Joan spent most of that day in sitting beside Kells. The whole day

seemed only an hour. Sometimes she would look down the canon trail,

half expecting to see horsemen riding up. If any of Kells's comrades

happened to come, what could she tell them? They would be as bad as

he, without that one trait which had kept him human for a day. Joan

pondered upon this. It would never do to let them suspect she had

shot Kells. So, carefully cleaning the gun, she reloaded it. If any

men came, she would tell them that Bill had done the shooting.

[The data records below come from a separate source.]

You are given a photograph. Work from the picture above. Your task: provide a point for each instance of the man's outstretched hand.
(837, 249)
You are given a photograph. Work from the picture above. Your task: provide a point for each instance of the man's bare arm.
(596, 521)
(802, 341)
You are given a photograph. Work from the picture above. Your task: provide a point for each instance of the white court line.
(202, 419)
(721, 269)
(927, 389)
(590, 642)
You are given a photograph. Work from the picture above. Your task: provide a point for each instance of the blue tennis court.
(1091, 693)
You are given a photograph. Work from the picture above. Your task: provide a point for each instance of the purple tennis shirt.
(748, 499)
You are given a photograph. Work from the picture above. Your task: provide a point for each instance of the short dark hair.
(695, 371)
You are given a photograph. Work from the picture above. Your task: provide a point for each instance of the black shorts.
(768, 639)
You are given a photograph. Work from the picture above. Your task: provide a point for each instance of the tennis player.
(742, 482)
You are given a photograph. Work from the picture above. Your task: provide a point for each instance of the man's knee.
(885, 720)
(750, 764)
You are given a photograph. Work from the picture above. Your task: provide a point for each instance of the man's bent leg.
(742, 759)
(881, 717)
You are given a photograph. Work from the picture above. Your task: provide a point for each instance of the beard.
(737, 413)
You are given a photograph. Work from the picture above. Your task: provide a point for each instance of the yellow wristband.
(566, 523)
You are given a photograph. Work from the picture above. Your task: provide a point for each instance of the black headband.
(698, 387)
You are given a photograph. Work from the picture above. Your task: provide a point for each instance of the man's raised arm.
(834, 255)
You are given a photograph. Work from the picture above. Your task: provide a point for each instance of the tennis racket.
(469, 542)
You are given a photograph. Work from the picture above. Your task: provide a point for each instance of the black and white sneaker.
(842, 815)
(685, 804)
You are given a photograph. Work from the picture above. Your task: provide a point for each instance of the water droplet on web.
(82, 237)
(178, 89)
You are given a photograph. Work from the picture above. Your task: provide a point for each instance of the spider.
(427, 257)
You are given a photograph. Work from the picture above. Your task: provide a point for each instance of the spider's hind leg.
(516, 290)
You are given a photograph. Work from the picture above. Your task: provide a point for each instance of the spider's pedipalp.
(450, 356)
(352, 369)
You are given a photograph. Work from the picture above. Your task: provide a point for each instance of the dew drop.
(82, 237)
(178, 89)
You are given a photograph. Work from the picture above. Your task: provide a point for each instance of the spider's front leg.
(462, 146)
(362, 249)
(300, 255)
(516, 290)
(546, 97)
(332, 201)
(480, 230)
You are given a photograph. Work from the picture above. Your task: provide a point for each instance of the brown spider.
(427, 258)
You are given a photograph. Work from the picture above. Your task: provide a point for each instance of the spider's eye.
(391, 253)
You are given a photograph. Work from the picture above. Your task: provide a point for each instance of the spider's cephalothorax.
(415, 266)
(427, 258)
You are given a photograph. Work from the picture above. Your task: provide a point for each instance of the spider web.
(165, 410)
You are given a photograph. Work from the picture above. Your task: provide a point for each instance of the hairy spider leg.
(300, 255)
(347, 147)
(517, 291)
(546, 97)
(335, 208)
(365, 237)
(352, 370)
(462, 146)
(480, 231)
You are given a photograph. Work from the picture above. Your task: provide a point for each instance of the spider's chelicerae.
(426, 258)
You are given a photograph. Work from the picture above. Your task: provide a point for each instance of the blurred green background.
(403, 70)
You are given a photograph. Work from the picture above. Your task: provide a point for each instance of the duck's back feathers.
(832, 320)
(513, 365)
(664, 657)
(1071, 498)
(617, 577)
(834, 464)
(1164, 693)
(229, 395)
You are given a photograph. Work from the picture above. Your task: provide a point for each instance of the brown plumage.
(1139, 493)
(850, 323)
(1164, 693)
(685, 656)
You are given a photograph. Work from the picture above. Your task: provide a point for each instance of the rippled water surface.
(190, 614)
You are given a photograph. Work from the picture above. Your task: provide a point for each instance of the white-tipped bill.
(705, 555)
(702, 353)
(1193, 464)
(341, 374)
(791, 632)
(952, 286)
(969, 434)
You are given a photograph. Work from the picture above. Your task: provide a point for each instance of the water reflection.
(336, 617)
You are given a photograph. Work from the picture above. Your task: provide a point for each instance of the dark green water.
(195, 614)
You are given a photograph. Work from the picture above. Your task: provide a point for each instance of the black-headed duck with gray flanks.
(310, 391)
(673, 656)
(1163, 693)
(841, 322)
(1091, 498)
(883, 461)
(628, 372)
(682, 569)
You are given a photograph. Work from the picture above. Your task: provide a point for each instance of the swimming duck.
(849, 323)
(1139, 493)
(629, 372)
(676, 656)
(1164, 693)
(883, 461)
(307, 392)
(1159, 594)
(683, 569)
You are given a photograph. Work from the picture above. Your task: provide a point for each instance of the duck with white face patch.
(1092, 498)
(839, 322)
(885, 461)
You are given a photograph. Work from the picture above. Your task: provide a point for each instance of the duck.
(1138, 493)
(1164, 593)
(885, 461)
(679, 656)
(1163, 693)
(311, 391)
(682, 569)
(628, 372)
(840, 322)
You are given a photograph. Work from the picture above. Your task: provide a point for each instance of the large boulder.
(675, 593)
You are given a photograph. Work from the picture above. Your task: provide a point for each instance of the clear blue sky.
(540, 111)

Kells lingered. Joan began to feel that he would live, though

everything indicated the contrary. Her intelligence told her he

would die, and her feeling said he would not. At times she lifted

his head and got water into his mouth with a spoon. When she did

this he would moan. That night, during the hours she lay awake, she

gathered courage out of the very solitude and loneliness. She had

nothing to fear, unless someone came to the canon. The next day in

no wise differed from the preceding. And then there came the third

day, with no change in Kells till near evening, when she thought he

was returning to consciousness. But she must have been mistaken. For

hours she watched patiently. He might return to consciousness just

before the end, and want to speak, to send a message, to ask a

prayer, to feel a human hand at the last.